Designing Distributed Partitioned Views

When you design a set of distributed partitioned views to implement a federation of database servers, consider the following:

  • Determine the pattern of SQL statements executed by the application

  • Determine how the tables are related to each other.

  • Match the frequency of SQL statements against the partitions defined from analyzing the foreign keys.

  • Define the SQL statement routing rules.

Pattern of SQL Statements Executed by the Application

Develop a list of the SQL statements that will be executed by the application during typical processing periods. Divide the list into SELECT, UPDATE, INSERT, and DELETE categories, and order the list in each category by frequency of execution. If the SQL statements reference stored procedures, use the base SELECT, INSERT, UPDATE, and DELETE statements from the stored procedure. If you are partitioning an existing SQL Server database, you can use SQL Server Profiler to obtain such a list.

The recommendation for using the frequency of SQL statements is a reasonable approximation in the typical online transaction processing (OLTP) or Web site database in which distributed partitioned views work best. These systems are characterized by having individual SQL statements that retrieve relatively small amounts of data when compared to the types of queries in a decision support, or OLAP, system. When each SQL statement references a small amount of data, just studying the frequency of each statement yields a reasonable approximation of the data traffic in the system. However, many systems have some group of SQL statements that reference lots of data. You may want to take the additional step of weighting these queries to reflect their larger data requirements.

Relationships of the Tables

The intent is to find clusters of tables that can be partitioned along the same dimension, for example, part number or department number; so that all the rows related to individual occurrences of that dimension will end up on the same member server. For example, you may determine that one way to partition your database is by region. To support this, even tables that do not have a region number in their key must be able to be partitioned in some manner related to a region. In such a database, even when the Customer table does not have a region number column, if regions are defined as collections of whole states or provinces, the Customer.StateProvince column can be used to partition the customers in a manner related to region.

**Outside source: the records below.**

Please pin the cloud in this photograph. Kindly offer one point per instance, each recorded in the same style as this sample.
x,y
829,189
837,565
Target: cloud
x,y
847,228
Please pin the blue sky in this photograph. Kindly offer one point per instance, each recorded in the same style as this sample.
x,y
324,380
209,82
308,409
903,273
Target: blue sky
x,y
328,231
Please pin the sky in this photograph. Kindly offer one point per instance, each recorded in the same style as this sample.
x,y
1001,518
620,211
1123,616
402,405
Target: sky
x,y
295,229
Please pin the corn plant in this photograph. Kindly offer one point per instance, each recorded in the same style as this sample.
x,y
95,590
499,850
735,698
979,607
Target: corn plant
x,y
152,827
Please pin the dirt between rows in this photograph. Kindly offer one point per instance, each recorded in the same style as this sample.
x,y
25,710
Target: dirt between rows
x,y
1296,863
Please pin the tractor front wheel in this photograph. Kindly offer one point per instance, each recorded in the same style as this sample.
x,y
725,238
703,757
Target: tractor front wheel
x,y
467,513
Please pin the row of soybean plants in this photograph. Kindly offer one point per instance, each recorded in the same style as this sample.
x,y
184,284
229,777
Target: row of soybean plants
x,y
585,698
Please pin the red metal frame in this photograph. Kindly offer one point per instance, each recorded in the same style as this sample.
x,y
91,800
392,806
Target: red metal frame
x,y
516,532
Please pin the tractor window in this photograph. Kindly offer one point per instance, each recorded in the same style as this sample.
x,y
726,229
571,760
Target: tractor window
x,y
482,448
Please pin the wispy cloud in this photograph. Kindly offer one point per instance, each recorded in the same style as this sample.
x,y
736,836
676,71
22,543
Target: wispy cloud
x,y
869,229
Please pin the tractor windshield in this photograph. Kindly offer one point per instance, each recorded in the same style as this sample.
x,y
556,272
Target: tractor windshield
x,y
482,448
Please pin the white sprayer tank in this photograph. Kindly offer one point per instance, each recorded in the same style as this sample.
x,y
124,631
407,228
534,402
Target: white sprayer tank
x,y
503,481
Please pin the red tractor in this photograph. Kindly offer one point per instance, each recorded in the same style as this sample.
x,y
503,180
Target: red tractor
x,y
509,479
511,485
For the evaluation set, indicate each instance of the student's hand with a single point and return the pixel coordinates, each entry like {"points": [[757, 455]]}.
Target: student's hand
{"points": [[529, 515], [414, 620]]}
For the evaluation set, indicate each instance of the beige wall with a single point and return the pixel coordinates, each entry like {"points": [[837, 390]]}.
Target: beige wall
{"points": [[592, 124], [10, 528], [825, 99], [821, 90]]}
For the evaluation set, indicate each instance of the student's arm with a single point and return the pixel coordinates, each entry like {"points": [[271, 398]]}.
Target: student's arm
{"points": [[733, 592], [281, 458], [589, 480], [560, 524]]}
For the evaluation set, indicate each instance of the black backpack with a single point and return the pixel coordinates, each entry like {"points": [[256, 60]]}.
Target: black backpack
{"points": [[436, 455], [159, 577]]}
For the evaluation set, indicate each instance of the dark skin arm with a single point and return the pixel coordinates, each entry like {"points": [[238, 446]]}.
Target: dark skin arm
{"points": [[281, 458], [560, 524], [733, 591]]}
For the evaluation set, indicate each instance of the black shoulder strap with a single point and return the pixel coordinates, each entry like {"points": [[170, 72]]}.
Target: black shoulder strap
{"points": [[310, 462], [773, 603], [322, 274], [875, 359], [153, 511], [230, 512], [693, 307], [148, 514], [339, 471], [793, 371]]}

Because they define the relationships between tables, explicit and implicit foreign keys are the prime elements to review in looking for ways to partition data. Study the explicit foreign key definitions to determine how queries would frequently use rows in one table to find rows in another table. Also study implicit foreign keys, or ways that SQL statements use values in the rows of one table to reference rows from another table in join operations, even when there is no specific foreign key definition. Because implicit foreign keys are not explicitly defined as part of the database schema, you must review the SQL statements generated by the application to understand whether there are statements that join tables using nonkey columns. These implicit foreign keys are typically indexed to improve join performance. Therefore, you should also review the indexes defined in the database.

Frequency of SQL Statements Against the Partitions

Match the frequency of SQL statements against the partitions defined from analyzing the foreign keys. Select the partitioning that will best support the mix of SQL statements in your application. If some sets of tables can be partitioned in more than one way, use the frequency of SQL statements to determine which of the partitions satisfies the largest number of SQL statements. The tables most frequently referenced by SQL statements are the ones that you want to partition first. Prioritize the sequence in which you partition the tables based on the frequency in which the tables are referenced.

The pattern of SQL statements also influences the decision on whether a table should be partitioned:

  • Partition a table if more than 5 percent of the statements referencing a table are INSERT, UDATE, or DELETE statements, and the table can be partitioned along the dimension you have chosen.

  • Maintain complete copies of tables on each member server if less than 5 percent of the statements referencing the table are INSERT, UPDATE, or DELETE statements. You also must define how updates are made so that all the copies of the table are updated. If high transactional integrity is required, you can code triggers that perform distributed updates of all the copies within the context of a distributed transaction. If you do not need high transactional integrity, you can use one of the SQL Server replication mechanisms to propagate updates from one copy of the table to all other copies.

  • Do not partition or copy a table if more than 5 percent of the statements referencing a table are INSERT, UDATE, or DELETE statements, and the table cannot be partitioned along the dimension you have chosen.

SQL Statement Routing Rules

The routing rules must be able to define which member server can most effectively process each SQL statement. They must establish a relationship between the context of the input of the user and the member server that contains the bulk of the data required to complete the statement. The applications must be able to take a piece of data entered by the user, and match it against the routing rules to determine which member server should process the SQL statement.